PostgREST is a fast way to construct a RESTful API. Its default behavior is great for scaffolding in development. When it's time to go to production it works great too, as long as you take precautions. PostgREST is a small sharp tool that focuses on performing the API-to-database mapping. We rely on a reverse proxy like Nginx for additional safeguards.
The first step is to create an Nginx configuration file that proxies requests to an underlying PostgREST server.
http {
# ...
# upstream configuration
upstream postgrest {
server localhost:3000;
}
# ...
server {
# ...
# expose to the outside world
location /api/ {
default_type application/json;
proxy_hide_header Content-Location;
add_header Content-Location /api/$upstream_http_content_location;
proxy_set_header Connection "";
proxy_http_version 1.1;
proxy_pass http://postgrest/;
}
# ...
}
}
Note
For ubuntu, if you already installed nginx through apt
you can add this to the config file in
/etc/nginx/sites-enabled/default
.
Each table in the admin-selected schema gets exposed as a top level route. Client requests are executed by certain database roles depending on their authentication. All HTTP verbs are supported that correspond to actions permitted to the role. For instance if the active role can drop rows of the table then the DELETE verb is allowed for clients. Here's an API request to delete old rows from a hypothetical logs table:
.. tabs:: .. code-tab:: http DELETE /logs?time=lt.1991-08-06 HTTP/1.1 .. code-tab:: bash Curl curl "http://localhost:3000/logs?time=lt.1991-08-06" -X DELETE
However it's very easy to delete the entire table by omitting the query parameter!
.. tabs:: .. code-tab:: http DELETE /logs HTTP/1.1 .. code-tab:: bash Curl curl "http://localhost:3000/logs" -X DELETE
This can happen accidentally such as by switching a request from a GET to a DELETE. To protect against accidental operations use the pg-safeupdate PostgreSQL extension. It raises an error if UPDATE or DELETE are executed without specifying conditions.

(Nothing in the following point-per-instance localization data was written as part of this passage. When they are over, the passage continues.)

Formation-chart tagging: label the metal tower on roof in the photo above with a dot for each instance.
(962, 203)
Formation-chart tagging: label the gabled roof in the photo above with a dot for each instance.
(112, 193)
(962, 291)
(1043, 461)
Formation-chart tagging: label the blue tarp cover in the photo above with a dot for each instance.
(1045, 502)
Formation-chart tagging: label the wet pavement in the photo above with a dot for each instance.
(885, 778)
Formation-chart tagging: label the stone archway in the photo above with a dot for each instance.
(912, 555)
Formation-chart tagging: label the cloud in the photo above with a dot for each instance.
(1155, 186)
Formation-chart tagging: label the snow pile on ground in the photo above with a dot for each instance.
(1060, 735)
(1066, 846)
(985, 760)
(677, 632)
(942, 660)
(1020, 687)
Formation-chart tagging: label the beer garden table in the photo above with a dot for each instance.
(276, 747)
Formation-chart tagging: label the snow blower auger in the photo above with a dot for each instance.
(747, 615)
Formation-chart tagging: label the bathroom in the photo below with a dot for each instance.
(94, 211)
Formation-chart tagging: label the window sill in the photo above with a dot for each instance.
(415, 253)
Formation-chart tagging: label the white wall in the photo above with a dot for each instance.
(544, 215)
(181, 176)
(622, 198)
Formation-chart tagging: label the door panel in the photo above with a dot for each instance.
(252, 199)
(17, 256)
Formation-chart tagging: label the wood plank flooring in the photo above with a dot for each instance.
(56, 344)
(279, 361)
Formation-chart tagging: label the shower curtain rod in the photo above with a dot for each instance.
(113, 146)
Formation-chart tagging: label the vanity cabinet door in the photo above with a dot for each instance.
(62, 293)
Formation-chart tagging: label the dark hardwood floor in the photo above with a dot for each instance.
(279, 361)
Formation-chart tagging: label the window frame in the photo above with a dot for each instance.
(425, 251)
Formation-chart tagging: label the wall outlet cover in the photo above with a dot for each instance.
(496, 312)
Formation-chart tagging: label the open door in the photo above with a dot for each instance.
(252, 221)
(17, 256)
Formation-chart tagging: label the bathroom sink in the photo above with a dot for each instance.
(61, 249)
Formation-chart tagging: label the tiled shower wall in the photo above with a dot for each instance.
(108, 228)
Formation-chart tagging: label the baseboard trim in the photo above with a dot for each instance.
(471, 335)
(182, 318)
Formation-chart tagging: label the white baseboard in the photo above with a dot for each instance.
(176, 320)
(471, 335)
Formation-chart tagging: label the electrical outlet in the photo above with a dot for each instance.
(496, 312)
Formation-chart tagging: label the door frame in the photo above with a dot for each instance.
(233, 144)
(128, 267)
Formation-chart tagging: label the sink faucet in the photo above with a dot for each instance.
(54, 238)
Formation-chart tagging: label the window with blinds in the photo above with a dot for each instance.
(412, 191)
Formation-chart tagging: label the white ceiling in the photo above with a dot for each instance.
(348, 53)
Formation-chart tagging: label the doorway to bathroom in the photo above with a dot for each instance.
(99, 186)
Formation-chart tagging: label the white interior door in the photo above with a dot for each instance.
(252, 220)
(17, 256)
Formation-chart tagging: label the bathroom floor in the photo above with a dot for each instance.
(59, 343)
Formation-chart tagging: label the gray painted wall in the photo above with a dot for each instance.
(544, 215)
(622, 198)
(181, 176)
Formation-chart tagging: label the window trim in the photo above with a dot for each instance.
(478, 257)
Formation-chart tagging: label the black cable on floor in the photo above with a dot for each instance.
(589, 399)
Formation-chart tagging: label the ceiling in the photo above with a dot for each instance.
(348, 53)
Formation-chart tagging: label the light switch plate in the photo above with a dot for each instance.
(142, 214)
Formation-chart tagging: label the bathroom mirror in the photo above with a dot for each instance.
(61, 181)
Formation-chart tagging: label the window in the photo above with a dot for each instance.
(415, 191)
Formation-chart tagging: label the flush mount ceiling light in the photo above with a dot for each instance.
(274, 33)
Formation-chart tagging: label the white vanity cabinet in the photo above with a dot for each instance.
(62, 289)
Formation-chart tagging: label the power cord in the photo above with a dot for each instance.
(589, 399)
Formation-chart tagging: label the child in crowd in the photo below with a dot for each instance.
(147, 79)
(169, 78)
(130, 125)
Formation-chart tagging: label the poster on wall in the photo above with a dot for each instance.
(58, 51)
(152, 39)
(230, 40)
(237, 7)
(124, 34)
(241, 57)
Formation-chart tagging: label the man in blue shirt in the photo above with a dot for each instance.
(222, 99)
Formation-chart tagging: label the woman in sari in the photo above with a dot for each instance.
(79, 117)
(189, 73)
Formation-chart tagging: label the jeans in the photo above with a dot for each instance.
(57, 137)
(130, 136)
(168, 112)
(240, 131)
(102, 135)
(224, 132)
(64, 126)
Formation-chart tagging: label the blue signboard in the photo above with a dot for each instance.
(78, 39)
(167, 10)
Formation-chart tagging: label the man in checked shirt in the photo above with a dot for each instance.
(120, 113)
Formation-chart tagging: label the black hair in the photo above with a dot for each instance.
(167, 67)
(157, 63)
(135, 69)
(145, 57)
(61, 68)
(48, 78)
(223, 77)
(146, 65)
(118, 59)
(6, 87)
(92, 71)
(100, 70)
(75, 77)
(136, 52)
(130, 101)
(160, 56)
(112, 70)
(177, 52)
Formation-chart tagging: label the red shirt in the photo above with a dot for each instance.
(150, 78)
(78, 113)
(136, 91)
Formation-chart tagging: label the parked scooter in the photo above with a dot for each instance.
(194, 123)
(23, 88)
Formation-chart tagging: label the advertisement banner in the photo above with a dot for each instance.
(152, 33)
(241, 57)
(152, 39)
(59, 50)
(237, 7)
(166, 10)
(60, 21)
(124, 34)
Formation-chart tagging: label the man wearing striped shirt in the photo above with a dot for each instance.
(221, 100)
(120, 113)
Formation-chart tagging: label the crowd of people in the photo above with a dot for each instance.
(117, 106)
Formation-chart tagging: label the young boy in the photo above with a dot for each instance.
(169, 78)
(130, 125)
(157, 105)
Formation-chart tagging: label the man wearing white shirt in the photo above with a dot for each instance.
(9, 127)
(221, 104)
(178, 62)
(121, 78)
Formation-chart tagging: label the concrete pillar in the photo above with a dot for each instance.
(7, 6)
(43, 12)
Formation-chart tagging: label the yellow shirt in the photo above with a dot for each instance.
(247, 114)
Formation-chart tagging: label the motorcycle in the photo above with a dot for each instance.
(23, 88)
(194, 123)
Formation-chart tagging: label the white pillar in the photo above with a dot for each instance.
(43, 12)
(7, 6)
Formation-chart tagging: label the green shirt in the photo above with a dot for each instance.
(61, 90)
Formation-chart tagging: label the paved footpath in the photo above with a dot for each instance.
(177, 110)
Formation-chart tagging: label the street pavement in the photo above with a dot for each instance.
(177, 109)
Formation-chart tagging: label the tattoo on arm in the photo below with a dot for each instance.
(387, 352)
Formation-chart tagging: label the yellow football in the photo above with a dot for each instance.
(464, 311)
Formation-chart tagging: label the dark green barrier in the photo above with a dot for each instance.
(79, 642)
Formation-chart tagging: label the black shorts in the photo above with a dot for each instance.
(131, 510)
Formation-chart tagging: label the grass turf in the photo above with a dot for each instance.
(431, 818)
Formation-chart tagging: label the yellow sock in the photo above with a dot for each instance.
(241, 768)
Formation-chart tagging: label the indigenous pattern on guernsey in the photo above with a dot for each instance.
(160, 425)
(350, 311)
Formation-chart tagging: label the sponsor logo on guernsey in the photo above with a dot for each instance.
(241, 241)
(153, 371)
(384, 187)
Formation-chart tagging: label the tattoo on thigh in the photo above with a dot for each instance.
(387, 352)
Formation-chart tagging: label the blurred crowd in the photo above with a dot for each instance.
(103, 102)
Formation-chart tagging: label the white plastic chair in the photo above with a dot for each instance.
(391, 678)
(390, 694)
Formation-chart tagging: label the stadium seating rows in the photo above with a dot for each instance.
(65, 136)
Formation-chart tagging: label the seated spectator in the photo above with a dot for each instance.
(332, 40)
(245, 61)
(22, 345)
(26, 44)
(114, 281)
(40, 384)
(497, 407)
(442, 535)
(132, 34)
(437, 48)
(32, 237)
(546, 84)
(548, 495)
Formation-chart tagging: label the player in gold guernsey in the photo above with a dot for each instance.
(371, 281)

To install it you can use the PGXN network:
sudo -E pgxn install safeupdate
# then add this to postgresql.conf:
# shared_preload_libraries='safeupdate';
This does not protect against malicious actions, since someone can add a url parameter that does not affect the result set. To prevent this you must turn to database permissions, forbidding the wrong people from deleting rows, and using row-level security if finer access control is required.
For convenience to client-side pagination controls PostgREST supports counting and reporting total table size in its response. As described in :ref:`limits`, responses ordinarily include a range but leave the total unspecified like
HTTP/1.1 200 OK
Range-Unit: items
Content-Range: 0-14/*
However including the request header Prefer: count=exact
calculates and includes the full count:
HTTP/1.1 206 Partial Content
Range-Unit: items
Content-Range: 0-14/3573458
This is fine in small tables, but count performance degrades in big tables due to the MVCC architecture of PostgreSQL. For very large tables it can take a very long time to retrieve the results which allows a denial of service attack. The solution is to strip this header from all requests:
-- Pending nginx config: Remove any prefer header which contains the word count
PostgREST aims to do one thing well: add an HTTP interface to a PostgreSQL database. To keep the code small and focused we do not implement HTTPS. Use a reverse proxy such as NGINX to add this, here's how. Note that some Platforms as a Service like Heroku also add SSL automatically in their load balancer.
Nginx supports "leaky bucket" rate limiting (see official docs). Using standard Nginx configuration, routes can be grouped into request zones for rate limiting. For instance we can define a zone for login attempts:
limit_req_zone $binary_remote_addr zone=login:10m rate=1r/s;
This creates a shared memory zone called "login" to store a log of IP addresses that access the rate limited urls. The space reserved, 10 MB (10m
) will give us enough space to store a history of 160k requests. We have chosen to allow only allow one request per second (1r/s
).
Next we apply the zone to certain routes, like a hypothetical stored procedure called login
.
location /rpc/login/ {
# apply rate limiting
limit_req zone=login burst=5;
}
The burst argument tells Nginx to start dropping requests if more than five queue up from a specific IP.
Nginx rate limiting is general and indiscriminate. To rate limit each authenticated request individually you will need to add logic in a :ref:`Custom Validation <custom_validation>` function.
PostgREST manages its :ref:`own pool of connections <db-pool>` and uses prepared statements by default in order to increase performance. However, this setting is incompatible with external connection poolers such as PgBouncer working in transaction pooling mode. In this case, you need to set the :ref:`db-prepared-statements` config option to false
. On the other hand, session pooling is fully compatible with PostgREST, while statement pooling is not compatible at all.
Note
If prepared statements are enabled, PostgREST will quit after detecting that transaction or statement pooling is being used.
You should also set the :ref:`db-channel-enabled` config option to false
, due to the LISTEN
command not being compatible with transaction pooling, although it should not give any errors if it's left enabled by default.
When debugging a problem it's important to verify the PostgREST version. At any time you can make a request to the running server and determine exactly which version is deployed. Look for the Server
HTTP response header, which contains the version number.
PostgREST logs basic request information to stdout
, including the authenticated user if available, the requesting IP address and user agent, the URL requested, and HTTP response status.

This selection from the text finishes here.